As everyone except white males age 40 to 70 now knows, Oprah will leave her show to move to cable. The way the news is being handled one might expect this to happen, like, next month. But the move is still more than a year away, in 2011. That isn't stopping anyone from telling us what this move means. But what if it means nothing?
The Oprah Winfrey Show is the most successful American daytime talk show ever. Oprah herself is a national icon, the only entertainment personality, of many who tried, that one can genuinely credit for helping get Barack Obama elected President. Her interests are the nation's, either because they really are or because she makes them.
While Oprah's recent visit with Sarah Palin proved a tremendous ratings windfall for the show, not all of Oprah's guests can be controversial vice-presidential also-rans. And before Palin and this week's announcement brought her back into the limelight, the relevance of Oprah's brand was in decline.
Not only has Oprah, who brand is largely rooted in "trust," suffered several scandals of trust in recent years (including controversial "quack" medical cures and James Frey's fake memoir), but her ratings were in the toilet. In July, Oprah's show was averaging a 3.2 household rating, its lowest since debuting in the early 1980s.
Oprah's success has created the very competition that is killing her. As with all things today, the marketplace is fragmented with more options. Wendy Williams, Ellen DeGeneres. Tyra Banks. Bonnie Hunt. Judge Judy. All of these current daytime show hosts represent a fragment of Oprah's whole. Viewers can now just watch whatever particular Oprah trait they want that day.

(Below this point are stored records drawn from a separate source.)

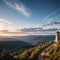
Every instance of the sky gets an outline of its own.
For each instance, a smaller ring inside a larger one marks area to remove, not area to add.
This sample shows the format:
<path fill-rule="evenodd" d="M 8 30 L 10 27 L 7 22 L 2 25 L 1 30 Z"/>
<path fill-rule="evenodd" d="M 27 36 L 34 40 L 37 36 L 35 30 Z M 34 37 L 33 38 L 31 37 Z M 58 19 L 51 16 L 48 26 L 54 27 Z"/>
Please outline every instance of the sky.
<path fill-rule="evenodd" d="M 60 0 L 0 0 L 0 36 L 54 35 L 60 31 Z"/>

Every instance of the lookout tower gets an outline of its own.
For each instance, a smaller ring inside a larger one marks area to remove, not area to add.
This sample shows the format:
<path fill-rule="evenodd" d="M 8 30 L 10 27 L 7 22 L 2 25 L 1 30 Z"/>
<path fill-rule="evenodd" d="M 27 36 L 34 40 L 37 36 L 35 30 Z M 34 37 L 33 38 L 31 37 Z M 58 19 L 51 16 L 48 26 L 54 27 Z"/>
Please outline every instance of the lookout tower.
<path fill-rule="evenodd" d="M 56 32 L 55 42 L 58 42 L 59 40 L 59 31 Z"/>

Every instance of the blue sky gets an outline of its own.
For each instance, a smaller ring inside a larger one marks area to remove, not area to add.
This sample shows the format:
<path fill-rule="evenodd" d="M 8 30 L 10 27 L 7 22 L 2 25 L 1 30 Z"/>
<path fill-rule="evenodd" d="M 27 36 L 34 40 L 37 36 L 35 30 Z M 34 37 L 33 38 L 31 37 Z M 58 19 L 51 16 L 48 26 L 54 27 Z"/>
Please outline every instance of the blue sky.
<path fill-rule="evenodd" d="M 0 0 L 0 27 L 2 35 L 60 30 L 60 0 Z"/>

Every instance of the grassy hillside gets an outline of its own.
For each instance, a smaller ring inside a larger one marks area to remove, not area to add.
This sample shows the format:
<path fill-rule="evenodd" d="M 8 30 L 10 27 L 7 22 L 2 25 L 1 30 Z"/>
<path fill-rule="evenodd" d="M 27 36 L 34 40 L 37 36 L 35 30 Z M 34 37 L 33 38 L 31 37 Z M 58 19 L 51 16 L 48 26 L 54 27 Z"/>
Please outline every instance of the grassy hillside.
<path fill-rule="evenodd" d="M 53 40 L 39 43 L 33 47 L 26 46 L 27 48 L 17 48 L 16 50 L 6 50 L 0 53 L 0 60 L 38 60 L 40 52 L 46 47 L 50 46 Z M 28 48 L 29 47 L 29 48 Z M 59 54 L 59 53 L 58 53 Z"/>

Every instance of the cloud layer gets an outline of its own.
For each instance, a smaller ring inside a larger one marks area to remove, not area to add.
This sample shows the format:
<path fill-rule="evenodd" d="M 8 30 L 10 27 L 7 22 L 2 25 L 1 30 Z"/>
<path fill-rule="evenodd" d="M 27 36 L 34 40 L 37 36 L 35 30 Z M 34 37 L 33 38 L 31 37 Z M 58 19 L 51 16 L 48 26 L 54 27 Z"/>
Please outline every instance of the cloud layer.
<path fill-rule="evenodd" d="M 17 10 L 18 13 L 22 13 L 26 17 L 29 17 L 32 14 L 31 10 L 18 0 L 3 0 L 3 2 L 7 6 Z"/>

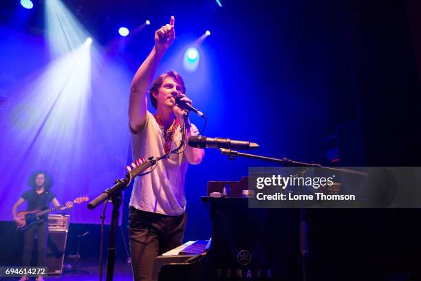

Oprah's move to her own cable network brings the communications industry soothsayers out of the woodwork. Some see this as "a definitive moment to help illustrate what has been (and will continue to be) a long and steady and complex demise for broadcast television." But while network TV will suffer from Oprah's departure, the writing has been on the wall for so long that its fate is well beyond the reach of Orpah's whims.
Others see Oprah's move to cable as dangerous, on par with Howard Stern's tremendous satellite radio misadventure. This won't happen, because so many already pay for cable.
The only unifying characteristic of these theories is that they're grandiose. Nobody is predicting one of the most likely scenarios, nothing changes: A bunch of people continue to admire and watch Oprah, and she remains an icon, if one whose importance is increasingly historical, rathar than a current force in the culture. Barring kiddie porn charges or O.J. Simpson-esque behavior, brands such as Oprah's do not experience wild shifts in importance and strength, regardless of what the press thinks hopes.